Rome! The capital of unified Italy, Rome is a large metropolitan located in the center-west of the country, in the province of Lazio. Rome’s rich history goes back a good 2,500 years or so, with the highlights being the rise and fall of the Roman empire and the ascendence of the Catholic Church. It all started, as these things do, with a creation myth involving two brothers, Romulus and Remus, who had a bit of a fight. Romulus was victorious and so the hillside became known as Rome, and over some time it got bigger, peaking around a million inhabitants.

The Romans, apparently posessed of a Greek inferiority complex, build stupendous works of architecture. There is also a tradition of “borrowing” from one masterpiece to create the next, with many major instances of some monolith or gate or stadium being torn down or scavenged for parts by the succeeding generations of rulers. Most of the stone for these monstrosities came from Egyption quarries, and the Romans liked to show off by doing things like making massive fountains out of a very rare red marble, or trucking in huge columns to build Colosseums.

Colosseum exterior

The Roman leaders apparently thought that a happy citizenry was an unrebellious citizenry, so much of their building was enormous public works projects, equivalent to our subsidized sports stadiums. Frequent free chariot races, gladiator matches, and the like were used to keep people happy. Alas, this practice was perhaps the Roman’s undoing, because over time the twelve hour meals and general leisure led to the increasing desire to fill the ranks of their great armies with Germanic mercenaries rather than have to take up arms themselves.
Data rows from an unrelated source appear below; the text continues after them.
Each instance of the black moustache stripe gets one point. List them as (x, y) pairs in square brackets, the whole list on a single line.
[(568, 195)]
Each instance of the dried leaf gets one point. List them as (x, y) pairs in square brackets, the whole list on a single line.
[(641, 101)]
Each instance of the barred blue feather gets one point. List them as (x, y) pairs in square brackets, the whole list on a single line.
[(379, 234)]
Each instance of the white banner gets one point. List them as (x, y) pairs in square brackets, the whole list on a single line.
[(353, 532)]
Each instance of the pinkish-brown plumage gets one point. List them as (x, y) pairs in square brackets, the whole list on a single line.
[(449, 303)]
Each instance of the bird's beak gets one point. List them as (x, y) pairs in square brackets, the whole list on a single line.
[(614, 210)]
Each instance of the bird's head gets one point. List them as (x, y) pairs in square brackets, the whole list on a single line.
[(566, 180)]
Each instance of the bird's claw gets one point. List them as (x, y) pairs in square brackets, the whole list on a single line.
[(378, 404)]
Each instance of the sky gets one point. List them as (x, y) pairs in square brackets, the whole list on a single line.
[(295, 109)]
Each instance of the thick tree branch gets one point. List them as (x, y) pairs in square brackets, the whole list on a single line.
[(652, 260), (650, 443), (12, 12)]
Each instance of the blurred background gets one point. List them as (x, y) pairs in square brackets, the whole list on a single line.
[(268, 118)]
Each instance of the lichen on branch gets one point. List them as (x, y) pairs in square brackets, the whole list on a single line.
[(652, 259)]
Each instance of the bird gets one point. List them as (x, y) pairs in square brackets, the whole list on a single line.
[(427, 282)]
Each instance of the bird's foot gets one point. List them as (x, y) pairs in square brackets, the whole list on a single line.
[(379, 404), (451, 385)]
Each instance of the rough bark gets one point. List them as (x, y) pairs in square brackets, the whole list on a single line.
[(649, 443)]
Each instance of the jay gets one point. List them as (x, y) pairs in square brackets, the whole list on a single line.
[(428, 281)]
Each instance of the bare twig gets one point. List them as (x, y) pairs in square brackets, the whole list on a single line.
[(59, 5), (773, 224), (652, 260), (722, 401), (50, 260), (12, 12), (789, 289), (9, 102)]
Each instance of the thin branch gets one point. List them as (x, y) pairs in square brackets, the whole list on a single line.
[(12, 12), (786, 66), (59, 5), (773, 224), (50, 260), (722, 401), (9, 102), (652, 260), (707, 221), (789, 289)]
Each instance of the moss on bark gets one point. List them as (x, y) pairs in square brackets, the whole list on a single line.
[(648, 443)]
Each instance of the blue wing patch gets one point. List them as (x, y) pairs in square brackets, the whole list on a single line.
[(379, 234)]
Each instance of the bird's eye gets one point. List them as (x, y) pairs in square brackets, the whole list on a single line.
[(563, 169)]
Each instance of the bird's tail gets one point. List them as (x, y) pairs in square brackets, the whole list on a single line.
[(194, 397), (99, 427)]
Anyway, the Roman empire declined, relatively quickly in fact, for some combination of a hundred possible reasons that historiographers like to debate ad nauseum today. Rome the city was abandoned, the Dark Ages came, many of the great monuments were scavenged for scrap metals, and the Roman legacy lives in buildings and statues, but little in the way of the written word. Architects, yes, and inventors, but not ponderers. Thus the generous appropriation from the Greeks.
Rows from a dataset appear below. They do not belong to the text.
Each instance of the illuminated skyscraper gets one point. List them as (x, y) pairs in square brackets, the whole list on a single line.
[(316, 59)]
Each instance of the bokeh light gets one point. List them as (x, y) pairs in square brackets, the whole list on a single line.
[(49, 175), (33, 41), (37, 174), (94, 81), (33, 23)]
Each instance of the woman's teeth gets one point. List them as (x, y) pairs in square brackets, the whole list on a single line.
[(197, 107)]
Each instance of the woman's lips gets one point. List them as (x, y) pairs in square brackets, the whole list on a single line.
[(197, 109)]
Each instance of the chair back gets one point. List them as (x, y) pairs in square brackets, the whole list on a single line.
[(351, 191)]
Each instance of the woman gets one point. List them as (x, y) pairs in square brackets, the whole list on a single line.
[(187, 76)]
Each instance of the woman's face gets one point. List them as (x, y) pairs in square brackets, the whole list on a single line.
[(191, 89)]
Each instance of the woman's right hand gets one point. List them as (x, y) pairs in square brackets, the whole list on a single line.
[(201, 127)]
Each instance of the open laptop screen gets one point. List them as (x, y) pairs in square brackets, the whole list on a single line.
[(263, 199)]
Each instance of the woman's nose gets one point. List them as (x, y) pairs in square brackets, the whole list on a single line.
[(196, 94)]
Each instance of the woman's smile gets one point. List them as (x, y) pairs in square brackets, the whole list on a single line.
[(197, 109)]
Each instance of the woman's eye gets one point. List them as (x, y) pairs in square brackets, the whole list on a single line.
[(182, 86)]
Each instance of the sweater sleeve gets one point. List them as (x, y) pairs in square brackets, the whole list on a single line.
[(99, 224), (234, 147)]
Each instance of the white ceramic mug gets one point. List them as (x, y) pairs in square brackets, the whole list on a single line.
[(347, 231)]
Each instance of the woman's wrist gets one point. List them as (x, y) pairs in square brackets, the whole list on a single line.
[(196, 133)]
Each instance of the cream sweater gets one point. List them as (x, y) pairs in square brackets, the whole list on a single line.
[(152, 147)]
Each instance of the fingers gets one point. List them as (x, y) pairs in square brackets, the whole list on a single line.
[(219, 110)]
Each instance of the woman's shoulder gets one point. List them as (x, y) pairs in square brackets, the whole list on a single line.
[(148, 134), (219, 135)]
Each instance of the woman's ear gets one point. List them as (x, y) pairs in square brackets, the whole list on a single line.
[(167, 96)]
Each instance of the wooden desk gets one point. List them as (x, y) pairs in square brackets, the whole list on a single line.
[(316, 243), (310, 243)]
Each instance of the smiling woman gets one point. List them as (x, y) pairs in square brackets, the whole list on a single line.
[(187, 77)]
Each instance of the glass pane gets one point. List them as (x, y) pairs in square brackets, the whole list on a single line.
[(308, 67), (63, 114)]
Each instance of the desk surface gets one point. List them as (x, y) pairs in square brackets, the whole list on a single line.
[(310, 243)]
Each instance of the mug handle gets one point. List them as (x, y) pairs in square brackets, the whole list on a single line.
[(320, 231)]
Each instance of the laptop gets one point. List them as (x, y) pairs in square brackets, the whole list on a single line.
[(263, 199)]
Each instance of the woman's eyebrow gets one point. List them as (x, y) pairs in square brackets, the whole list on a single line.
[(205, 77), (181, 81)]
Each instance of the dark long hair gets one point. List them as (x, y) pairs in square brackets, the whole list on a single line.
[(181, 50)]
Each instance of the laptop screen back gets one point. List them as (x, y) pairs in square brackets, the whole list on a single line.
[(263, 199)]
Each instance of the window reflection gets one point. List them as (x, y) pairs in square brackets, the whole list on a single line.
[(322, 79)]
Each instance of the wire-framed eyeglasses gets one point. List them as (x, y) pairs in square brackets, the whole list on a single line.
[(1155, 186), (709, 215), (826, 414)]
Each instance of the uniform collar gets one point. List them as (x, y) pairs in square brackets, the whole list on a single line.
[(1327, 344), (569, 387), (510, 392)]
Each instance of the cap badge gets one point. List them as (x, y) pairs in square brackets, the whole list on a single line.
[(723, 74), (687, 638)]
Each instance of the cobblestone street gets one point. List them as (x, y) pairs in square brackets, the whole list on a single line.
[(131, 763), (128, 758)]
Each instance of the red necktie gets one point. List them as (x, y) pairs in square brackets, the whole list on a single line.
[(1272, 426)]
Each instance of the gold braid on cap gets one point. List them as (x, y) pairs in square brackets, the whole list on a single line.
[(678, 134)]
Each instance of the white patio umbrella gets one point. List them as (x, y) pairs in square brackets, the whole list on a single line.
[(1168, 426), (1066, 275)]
After the dark times came the Renaissance, although that was focused more in places like Florence, one of our later destinations. I won’t get into it all, because my history is incredibly rusty, I’m doing the whole timeline no justice, and I’ve gone on for too long already for what is supposed to be a travelogue. Suffice to say, the Popes came, the Church took over Rome, and the whole “God” phase lasted quite a while.

Vatican extravagance

Anyway, back to our travels. Shaina, who has already been to Rome, had to return to her school for the week. Jessica and I met up with the parents at a swank hotel in a slightly less swank area and headed out on foot for a good meal at a place recommended by that great personal travel advisor (err, that is to say book editor) Rick Steves. What we call alleys at home they call streets here, and the concept of a grid pattern is foreign to them. Lots of angling and curving and backtracking got us to our restaurant eventually, where the food was…fine. Nothing special. A nice liver patee antipasta, apparently a traditional dish, but the rest was pretty standard.
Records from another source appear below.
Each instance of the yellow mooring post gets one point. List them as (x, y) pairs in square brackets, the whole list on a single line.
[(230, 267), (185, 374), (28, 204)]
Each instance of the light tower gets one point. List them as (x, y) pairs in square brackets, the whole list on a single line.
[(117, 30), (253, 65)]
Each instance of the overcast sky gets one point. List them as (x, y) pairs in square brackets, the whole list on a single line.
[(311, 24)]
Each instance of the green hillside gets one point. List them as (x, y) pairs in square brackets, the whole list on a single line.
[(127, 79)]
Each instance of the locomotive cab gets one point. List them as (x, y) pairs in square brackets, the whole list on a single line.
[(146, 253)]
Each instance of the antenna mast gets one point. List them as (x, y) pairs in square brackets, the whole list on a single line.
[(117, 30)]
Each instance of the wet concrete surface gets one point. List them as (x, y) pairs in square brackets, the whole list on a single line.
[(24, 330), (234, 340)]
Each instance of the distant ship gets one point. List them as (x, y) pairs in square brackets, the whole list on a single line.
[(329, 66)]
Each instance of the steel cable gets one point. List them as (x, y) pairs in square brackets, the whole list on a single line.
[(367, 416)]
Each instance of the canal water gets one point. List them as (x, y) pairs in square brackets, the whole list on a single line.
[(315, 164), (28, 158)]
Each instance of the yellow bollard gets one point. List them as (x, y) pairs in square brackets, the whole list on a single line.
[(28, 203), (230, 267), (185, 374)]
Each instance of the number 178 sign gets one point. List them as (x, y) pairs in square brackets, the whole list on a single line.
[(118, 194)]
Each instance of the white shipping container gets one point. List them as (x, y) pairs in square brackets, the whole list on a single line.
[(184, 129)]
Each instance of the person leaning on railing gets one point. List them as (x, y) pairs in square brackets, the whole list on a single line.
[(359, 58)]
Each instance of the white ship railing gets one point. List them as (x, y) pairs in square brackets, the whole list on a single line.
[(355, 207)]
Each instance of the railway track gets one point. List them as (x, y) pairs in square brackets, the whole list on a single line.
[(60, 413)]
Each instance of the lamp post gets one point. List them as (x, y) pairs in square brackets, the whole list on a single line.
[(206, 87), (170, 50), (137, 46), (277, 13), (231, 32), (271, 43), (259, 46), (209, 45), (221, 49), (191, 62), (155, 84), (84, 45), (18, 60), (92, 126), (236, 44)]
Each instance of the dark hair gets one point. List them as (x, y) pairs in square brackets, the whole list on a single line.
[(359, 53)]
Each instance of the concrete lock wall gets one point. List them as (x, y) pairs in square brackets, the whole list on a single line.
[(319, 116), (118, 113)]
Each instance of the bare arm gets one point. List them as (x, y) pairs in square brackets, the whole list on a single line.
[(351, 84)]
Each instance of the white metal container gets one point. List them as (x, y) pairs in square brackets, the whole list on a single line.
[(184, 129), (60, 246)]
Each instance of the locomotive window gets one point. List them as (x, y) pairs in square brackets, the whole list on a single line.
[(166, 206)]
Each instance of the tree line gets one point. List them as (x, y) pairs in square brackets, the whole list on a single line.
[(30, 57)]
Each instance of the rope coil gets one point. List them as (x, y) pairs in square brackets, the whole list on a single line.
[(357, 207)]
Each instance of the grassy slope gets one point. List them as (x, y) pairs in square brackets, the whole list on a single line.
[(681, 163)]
Perhaps at this point I should explain that, for this family, cuisine is a common passion, and good food was to be one of the highlights of our trip. If you have seen the Paris pictures and videos, you will known that we visited many supposed “bests” of that city, including the “best falafel,” “best gelatto,” etc. We also had some crepes, some sandwiches from street corner vendors, churros, and a fancy three course meal at a restaurant recommended by one of Jessica’s food bloggers. All of it was delightful, food was enjoyed, pictures taken, lips licked, bellies filled, purses emptied. In Rome, in contrast, most of the restaurants in the areas we travel looked relatively touristy and unpleasant. The best luck I had was a hot dog on a baguette from a food cart near the Colosseum. So perhaps we were doing something wrong. Anyway, at least the gelatto flows plentifully here, like the water. Roma’s water supply is something to behold. Like I said, these folks were good with the public works. Fresh, pure, tasty water everywhere. So at least there’s that.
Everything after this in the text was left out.